Elías frunció el ceño.

—Los Hijos del Silencio… no pensé que aún existieran.

Gibrán apretó su vara con fuerza. Sabía que la batalla aún no había terminado. Apenas comenzaba.

—No hay tiempo para lágrimas, Gibrán —dijo Elías, alzando su vara una vez más—. La grieta ha llamado a los que nunca debieron regresar.

El zumbido de las Mantizamas llenaba el aire, mezclado con los gritos de guerra de las hadas. Alas translúcidas chocaban contra caparazones endurecidos, y el cielo de Neraida se teñía de destellos verdes, dorados y negros. Las Vespaes, aliadas de Biff, descendían en picado como proyectiles vivientes, lanzando aguijones que explotaban al contacto.

En medio del caos, Biff sintió un vacío profundo en su pecho. Umbra… su creación más perfecta… había sido destruido.

—¡No! —rugió, con los ojos inyectados de furia.

Sin perder tiempo, se lanzó hacia el Necromicron, que yacía abierto sobre un pedestal de obsidiana. Las páginas del grimorio se movían solas, como si el libro supiera lo que su amo buscaba. Biff colocó su mano sobre un símbolo antiguo, y el libro se detuvo en un hechizo prohibido: Dominio del Alma Fragmentada.

—Si no puedo tener a Umbra… ¡tendré a todos! —susurró, comenzando el encantamiento.

Muy lejos de allí, Gibrán y Elías sintieron un estremecimiento en el aire. La vara del anciano vibró con una nota grave, y la de Gibrán respondió con un eco agudo.

—Está usando el Necromicron —dijo Elías, con el rostro endurecido—. Si completa ese hechizo, no solo nos controlará… podría romper el equilibrio del Velo.

—Entonces no podemos dejarlo terminar —respondió Gibrán, ya corriendo.

Ambos se lanzaron hacia el corazón del conflicto, esquivando explosiones de polen ígneo, rayos de luz y nubes de veneno. Las hadas, lideradas por Sairel, luchaban con una fiereza ancestral, invocando raíces vivas y espinas danzantes para frenar a las Vespaes. Pero las Mantizamas eran implacables, y por cada una que caía, dos más emergían de las grietas.

El cielo ardía. La tierra temblaba.

El Necromicron flotaba sobre el pedestal, girando lentamente, como si saboreara el conjuro que Biff recitaba. Su voz era un susurro y un trueno al mismo tiempo, y cada palabra que pronunciaba hacía que el aire se volviera más denso, más oscuro.

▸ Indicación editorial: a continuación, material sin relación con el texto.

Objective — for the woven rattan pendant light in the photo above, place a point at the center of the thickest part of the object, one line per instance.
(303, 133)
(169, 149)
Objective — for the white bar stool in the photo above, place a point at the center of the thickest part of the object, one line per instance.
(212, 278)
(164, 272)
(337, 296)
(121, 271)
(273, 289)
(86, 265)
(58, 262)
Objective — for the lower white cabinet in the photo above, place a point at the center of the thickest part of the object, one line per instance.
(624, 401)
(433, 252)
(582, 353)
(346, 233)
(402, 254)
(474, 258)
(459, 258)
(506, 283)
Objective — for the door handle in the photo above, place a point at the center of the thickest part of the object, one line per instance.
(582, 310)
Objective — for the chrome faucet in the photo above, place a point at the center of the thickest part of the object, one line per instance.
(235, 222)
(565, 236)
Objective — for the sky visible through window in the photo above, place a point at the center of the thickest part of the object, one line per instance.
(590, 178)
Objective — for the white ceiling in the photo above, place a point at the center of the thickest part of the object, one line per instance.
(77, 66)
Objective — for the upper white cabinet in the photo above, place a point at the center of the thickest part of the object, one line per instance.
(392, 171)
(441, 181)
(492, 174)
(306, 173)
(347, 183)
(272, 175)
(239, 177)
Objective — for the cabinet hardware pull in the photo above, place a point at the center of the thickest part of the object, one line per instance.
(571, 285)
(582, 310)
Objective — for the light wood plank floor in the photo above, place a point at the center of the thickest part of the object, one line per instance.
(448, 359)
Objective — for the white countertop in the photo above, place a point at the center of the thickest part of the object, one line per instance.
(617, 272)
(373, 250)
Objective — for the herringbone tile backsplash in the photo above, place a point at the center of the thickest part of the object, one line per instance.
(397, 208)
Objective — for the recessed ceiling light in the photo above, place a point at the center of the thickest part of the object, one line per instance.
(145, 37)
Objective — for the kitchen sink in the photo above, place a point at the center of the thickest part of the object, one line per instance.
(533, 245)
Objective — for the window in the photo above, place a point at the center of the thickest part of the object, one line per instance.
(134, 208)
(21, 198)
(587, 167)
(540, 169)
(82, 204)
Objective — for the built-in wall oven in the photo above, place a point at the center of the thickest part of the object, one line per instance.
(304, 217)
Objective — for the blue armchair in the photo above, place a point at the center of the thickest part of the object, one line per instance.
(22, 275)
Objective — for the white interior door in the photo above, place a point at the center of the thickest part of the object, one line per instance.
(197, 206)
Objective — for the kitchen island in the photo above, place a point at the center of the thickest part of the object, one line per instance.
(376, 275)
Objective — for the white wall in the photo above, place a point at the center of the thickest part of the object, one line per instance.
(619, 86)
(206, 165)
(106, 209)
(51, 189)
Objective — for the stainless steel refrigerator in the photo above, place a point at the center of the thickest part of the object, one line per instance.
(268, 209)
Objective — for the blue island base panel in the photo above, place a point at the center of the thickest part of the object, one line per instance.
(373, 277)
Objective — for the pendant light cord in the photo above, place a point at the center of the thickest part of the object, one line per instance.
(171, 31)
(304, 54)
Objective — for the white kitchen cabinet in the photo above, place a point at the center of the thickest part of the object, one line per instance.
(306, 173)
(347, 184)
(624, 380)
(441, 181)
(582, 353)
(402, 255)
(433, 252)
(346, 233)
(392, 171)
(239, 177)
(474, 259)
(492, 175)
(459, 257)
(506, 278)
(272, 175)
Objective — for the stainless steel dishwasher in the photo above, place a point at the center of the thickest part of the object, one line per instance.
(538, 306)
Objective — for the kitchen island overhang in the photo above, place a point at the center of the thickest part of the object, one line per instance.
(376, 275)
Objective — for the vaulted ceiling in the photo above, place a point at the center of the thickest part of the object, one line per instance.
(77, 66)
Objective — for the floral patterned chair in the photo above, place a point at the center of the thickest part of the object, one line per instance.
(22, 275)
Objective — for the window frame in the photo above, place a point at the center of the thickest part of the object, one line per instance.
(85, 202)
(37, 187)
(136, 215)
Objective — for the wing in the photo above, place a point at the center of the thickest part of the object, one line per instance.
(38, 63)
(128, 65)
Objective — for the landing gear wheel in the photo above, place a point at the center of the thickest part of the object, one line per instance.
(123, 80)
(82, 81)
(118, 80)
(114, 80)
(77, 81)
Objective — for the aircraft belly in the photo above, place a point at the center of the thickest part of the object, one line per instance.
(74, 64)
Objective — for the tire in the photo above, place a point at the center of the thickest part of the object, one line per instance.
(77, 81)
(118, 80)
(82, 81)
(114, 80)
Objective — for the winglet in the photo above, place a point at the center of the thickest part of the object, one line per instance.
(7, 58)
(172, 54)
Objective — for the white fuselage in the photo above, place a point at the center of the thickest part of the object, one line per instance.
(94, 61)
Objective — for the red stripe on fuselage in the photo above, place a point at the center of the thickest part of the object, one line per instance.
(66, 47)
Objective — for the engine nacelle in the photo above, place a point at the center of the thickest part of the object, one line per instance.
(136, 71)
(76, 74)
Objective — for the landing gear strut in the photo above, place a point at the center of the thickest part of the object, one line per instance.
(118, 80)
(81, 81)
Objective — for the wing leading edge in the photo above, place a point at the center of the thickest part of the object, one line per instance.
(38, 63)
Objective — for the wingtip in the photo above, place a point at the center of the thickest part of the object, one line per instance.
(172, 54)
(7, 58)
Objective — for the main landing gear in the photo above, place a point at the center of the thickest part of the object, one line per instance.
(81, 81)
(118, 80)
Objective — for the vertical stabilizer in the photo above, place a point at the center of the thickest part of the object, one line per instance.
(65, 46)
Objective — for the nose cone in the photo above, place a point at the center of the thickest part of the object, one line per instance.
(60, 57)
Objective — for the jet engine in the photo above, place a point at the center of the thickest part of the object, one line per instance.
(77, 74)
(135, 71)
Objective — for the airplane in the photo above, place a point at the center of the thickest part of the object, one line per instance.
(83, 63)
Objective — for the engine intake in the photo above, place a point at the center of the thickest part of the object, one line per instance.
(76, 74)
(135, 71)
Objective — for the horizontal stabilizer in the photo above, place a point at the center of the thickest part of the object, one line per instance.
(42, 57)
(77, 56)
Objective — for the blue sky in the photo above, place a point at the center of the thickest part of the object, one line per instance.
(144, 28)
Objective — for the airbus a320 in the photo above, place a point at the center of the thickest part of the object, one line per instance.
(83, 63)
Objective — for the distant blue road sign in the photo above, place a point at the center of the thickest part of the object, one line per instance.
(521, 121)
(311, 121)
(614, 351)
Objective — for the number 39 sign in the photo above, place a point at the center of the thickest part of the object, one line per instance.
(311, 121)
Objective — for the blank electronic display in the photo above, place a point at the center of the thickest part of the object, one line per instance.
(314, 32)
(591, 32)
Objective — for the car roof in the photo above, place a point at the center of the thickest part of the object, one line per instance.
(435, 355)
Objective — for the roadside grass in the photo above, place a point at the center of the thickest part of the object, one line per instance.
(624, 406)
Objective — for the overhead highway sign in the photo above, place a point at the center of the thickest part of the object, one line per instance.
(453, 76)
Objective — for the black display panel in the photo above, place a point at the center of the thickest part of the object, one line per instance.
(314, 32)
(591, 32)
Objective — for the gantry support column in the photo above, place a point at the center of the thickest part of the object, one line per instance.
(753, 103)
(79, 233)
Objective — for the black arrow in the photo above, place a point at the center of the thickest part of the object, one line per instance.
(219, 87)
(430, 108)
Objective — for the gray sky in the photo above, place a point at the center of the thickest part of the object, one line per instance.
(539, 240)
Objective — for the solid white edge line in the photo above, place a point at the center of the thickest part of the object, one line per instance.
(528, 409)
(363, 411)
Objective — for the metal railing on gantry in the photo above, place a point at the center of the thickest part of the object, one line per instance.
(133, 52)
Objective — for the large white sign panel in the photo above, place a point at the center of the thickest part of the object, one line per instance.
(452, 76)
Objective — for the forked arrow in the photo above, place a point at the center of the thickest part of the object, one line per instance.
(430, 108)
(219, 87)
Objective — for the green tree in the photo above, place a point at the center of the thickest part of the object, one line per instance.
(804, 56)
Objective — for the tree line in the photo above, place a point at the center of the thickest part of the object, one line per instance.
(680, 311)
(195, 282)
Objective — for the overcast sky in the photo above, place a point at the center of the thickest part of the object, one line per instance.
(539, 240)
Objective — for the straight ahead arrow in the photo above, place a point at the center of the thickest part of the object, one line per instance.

—¡Por las almas fragmentadas, por los nombres olvidados, por el eco del primer grito…! —entonaba Biff, con los ojos en blanco y las venas marcadas por una energía púrpura.

Gibrán y Elías llegaron justo cuando un círculo de runas se encendía bajo los pies de Biff. El anciano no dudó: alzó su vara y lanzó una onda de choque que desintegró parte del círculo, interrumpiendo el hechizo.

—¡No permitiré que uses ese libro para esclavizar a Neraida! —gritó Elías.